I see inspiration as an energy bar like the one floating above your character’s head in a video game. The act of creation drains that bar, and your task is to fill it again by reading, looking at art, taking trips to new places, or even just creating a new experience locally.
Like many of us artistic-types, I struggle with boredom, depression; a dry well where flowing creativity should be.
During the height of the economic crisis, as an unemployed college graduate (possibly unemployable with a BA in English), I withdrew from the world to live at my mother’s house in the suburbs temporarily. I applied for jobs daily, sending emails into a vacuum or the HR trash chutes. It was great prep for the rejections I will inevitably face as a professional writer, but drained my capacity to think of anything else.

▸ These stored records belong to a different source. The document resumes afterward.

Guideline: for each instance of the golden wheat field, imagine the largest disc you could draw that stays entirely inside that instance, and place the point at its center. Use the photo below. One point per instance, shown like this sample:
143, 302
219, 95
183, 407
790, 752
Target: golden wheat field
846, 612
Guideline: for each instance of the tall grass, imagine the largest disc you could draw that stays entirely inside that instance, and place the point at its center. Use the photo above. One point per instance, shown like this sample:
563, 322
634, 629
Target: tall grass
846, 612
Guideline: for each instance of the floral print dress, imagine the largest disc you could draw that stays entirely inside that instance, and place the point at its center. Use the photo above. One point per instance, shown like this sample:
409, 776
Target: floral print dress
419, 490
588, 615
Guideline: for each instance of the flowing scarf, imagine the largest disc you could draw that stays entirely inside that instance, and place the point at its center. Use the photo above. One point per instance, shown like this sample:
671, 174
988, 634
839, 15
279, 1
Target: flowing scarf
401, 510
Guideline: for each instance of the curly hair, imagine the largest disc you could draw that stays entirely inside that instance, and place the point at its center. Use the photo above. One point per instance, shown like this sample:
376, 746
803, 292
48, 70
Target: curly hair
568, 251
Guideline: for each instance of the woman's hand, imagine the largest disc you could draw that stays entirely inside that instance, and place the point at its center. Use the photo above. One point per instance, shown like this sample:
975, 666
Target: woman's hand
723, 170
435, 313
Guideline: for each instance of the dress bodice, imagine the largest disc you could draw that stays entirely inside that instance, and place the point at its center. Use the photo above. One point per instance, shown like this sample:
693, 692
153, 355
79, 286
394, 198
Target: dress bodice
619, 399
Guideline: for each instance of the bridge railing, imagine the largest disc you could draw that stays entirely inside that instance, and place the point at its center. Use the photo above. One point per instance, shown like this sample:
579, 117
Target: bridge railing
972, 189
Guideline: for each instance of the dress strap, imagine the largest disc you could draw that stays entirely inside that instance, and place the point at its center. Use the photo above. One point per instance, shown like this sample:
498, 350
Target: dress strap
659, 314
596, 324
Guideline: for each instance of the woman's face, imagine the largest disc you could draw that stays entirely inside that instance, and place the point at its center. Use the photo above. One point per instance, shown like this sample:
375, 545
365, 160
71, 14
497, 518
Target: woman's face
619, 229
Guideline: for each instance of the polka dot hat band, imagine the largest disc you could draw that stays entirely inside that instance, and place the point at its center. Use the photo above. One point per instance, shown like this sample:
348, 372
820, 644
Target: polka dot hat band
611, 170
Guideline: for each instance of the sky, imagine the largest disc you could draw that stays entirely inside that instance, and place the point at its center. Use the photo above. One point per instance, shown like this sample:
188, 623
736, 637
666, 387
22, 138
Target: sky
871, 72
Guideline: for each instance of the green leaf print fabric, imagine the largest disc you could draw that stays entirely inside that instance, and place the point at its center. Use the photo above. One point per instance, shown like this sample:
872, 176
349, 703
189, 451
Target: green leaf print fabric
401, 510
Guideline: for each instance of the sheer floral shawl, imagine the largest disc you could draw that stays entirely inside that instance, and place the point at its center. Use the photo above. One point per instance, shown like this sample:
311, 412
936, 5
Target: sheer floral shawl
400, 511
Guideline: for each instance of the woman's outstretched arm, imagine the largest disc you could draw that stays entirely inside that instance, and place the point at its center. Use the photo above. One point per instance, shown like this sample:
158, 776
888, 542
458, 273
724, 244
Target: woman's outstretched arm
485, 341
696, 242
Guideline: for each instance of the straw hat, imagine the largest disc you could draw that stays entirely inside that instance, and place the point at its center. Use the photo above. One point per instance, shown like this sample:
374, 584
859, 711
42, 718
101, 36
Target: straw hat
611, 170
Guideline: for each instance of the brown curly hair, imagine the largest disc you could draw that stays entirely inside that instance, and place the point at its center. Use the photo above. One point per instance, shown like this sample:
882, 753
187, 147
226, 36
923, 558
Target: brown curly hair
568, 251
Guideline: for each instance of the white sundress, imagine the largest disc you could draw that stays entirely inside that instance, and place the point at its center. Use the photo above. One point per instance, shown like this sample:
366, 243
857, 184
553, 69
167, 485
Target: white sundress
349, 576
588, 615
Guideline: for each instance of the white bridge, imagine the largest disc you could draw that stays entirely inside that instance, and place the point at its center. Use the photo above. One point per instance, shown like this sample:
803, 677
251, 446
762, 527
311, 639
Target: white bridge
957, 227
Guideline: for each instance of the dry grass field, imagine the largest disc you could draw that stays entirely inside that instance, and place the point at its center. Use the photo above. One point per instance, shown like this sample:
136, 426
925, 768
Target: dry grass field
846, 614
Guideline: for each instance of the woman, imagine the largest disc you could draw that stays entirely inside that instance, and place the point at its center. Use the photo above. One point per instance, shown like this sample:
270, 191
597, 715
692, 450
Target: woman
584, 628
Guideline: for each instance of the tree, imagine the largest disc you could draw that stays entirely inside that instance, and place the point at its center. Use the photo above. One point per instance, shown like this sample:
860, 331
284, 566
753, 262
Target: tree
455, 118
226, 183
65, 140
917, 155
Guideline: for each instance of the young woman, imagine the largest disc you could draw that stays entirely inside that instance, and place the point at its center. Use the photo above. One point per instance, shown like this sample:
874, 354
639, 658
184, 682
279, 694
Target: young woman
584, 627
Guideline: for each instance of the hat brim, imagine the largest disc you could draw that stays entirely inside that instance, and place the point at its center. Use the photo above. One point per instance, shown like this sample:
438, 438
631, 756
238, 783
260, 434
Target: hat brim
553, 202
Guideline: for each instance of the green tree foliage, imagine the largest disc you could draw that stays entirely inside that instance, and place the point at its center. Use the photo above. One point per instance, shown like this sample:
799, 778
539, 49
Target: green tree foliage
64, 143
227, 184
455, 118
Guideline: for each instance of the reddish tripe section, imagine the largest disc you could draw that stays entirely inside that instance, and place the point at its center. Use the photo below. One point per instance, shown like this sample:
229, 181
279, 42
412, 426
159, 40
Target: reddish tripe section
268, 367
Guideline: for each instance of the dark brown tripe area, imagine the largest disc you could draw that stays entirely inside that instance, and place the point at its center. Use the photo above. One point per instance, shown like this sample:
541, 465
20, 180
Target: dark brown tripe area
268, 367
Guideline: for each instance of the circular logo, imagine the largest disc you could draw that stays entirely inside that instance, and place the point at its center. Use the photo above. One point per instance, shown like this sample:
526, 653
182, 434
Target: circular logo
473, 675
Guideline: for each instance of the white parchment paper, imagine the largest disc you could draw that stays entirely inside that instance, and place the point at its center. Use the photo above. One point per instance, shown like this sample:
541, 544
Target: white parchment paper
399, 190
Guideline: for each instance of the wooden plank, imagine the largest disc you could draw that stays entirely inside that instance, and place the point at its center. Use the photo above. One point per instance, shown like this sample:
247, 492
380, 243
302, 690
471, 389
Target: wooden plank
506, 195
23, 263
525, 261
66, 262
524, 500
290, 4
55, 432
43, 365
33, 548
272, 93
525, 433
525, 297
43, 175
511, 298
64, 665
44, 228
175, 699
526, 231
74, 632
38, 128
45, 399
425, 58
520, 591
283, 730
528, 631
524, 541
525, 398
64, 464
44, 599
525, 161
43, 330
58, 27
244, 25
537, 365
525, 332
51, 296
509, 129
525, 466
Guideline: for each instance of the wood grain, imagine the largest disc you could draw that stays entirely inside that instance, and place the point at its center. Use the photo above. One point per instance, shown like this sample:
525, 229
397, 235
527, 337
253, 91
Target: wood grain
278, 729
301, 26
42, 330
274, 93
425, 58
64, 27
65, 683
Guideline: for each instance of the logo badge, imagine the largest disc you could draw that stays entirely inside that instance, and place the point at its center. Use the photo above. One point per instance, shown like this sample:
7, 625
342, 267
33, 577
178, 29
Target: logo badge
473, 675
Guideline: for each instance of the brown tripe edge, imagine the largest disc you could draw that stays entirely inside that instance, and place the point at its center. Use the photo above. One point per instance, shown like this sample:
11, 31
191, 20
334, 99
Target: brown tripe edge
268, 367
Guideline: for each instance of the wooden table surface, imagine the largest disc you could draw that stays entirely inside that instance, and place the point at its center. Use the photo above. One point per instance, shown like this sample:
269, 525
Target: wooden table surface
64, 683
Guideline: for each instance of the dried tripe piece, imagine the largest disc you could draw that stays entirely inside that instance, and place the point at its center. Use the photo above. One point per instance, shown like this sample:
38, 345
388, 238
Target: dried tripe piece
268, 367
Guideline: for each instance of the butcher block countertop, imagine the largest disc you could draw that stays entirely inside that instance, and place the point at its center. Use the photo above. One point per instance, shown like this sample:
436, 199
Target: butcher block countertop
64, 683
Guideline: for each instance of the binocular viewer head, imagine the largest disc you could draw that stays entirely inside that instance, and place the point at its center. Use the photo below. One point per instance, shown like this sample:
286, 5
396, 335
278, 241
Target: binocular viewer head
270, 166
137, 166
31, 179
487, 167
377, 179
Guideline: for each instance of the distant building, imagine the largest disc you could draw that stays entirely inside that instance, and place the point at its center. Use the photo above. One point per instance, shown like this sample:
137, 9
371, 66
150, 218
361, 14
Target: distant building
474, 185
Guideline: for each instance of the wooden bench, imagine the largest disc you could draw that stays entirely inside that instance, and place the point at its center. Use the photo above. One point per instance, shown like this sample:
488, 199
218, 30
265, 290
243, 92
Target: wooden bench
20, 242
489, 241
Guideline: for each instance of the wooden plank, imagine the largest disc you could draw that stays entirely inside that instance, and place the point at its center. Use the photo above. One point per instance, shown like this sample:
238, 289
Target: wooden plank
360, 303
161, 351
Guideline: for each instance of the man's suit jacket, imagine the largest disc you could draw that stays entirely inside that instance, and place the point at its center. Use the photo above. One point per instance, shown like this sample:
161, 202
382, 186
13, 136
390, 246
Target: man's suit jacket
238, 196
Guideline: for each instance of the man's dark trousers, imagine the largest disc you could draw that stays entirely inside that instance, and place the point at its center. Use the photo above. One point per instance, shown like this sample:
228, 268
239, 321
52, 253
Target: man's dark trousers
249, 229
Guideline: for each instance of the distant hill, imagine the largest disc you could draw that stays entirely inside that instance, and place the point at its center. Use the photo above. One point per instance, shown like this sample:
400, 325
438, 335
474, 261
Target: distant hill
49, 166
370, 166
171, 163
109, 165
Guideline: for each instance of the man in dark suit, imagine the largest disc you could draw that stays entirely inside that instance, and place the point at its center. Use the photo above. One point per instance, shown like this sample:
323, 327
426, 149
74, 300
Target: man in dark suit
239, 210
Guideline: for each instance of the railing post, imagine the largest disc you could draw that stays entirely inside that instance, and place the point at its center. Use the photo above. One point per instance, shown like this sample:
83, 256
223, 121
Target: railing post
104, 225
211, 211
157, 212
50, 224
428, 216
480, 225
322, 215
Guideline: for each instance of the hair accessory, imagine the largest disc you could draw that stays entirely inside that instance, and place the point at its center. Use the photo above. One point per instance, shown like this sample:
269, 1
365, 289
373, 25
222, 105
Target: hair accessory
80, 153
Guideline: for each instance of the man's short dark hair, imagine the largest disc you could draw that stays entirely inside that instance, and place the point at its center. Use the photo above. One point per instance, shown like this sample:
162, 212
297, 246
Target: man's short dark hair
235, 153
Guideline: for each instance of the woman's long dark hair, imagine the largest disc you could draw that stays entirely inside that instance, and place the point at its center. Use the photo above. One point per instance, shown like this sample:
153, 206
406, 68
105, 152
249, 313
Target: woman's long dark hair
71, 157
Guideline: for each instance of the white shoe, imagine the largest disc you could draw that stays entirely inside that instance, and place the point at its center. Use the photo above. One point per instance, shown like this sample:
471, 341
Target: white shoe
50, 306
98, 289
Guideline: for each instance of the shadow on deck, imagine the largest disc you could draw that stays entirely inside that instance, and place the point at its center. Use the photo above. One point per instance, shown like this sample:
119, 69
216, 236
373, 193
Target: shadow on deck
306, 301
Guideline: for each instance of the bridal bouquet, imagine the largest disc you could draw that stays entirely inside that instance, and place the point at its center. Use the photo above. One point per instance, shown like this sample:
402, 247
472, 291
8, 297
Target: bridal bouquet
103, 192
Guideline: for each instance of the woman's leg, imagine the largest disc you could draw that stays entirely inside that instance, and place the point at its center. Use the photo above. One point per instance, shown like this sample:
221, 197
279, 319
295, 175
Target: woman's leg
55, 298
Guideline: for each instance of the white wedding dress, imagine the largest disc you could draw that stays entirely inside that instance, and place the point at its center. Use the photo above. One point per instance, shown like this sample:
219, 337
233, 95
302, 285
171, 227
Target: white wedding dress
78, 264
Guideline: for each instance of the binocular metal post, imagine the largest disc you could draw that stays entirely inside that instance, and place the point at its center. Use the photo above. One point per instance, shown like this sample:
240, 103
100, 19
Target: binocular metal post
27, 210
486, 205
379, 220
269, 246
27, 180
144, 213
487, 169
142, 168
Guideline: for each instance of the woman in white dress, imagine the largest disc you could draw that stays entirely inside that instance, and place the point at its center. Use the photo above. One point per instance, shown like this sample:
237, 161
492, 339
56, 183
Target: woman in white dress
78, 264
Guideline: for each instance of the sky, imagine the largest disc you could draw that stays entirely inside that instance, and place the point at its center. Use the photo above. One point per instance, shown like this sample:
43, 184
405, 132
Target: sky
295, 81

I decided to use the lull in employment opportunities to write and finish a book.
I rewrote the first chapter of a work in progress six times. Trapped in a woodsy Plymouth village with no car and no job, I didn’t pick up my pen or paintbrush. I wallowed.
Then one day, my brother borrowed a truck and stole my bed. He put it in the spare room at his apartment in Boston and I had no choice but to follow.
I moved back to the city, miraculously found an only-slightly-above-minimum-wage job and started to dream again. Paying a bill or two late, I was able to take a writing class at Grub Street and wake my hibernating mind.
My brother and that class are to blame for starting the landslide of joining Grub Street, SCBWI, and my beautiful Every-Other-Sunday critique group who feel like family now. I’ve made great friends involved with the Boston Speculative Fiction Meetup Group and the spectacular Boston writing community.
I still struggle with keeping that inspiration bar filled, but what I learned from all of this is that inspiration comes from outside stimulation. The more I do and the more I see, the more I write.
So scrape together enough money to take the class you always wanted to, join a free local meet-up group, turn off the TV and read and read and read some more.
Monotony will become daydreaming and from that will come creation.
“The truly creative mind in any field is no more than this:
A human creature born abnormally, inhumanly sensitive.
To him… a touch is a blow,
a sound is a noise, a misfortune is a tragedy,
a joy is an ecstasy, a friend is a lover,
a lover is a god, and failure is death.”
Add to this cruelly delicate organism the overpowering necessity to create, create, create – – – so that without the creating of music or poetry or books or buildings or something of meaning, his very breath is cut off from him. He must create, must pour out creation.
By some strange, unknown, inward urgency he is not really alive unless he is creating.”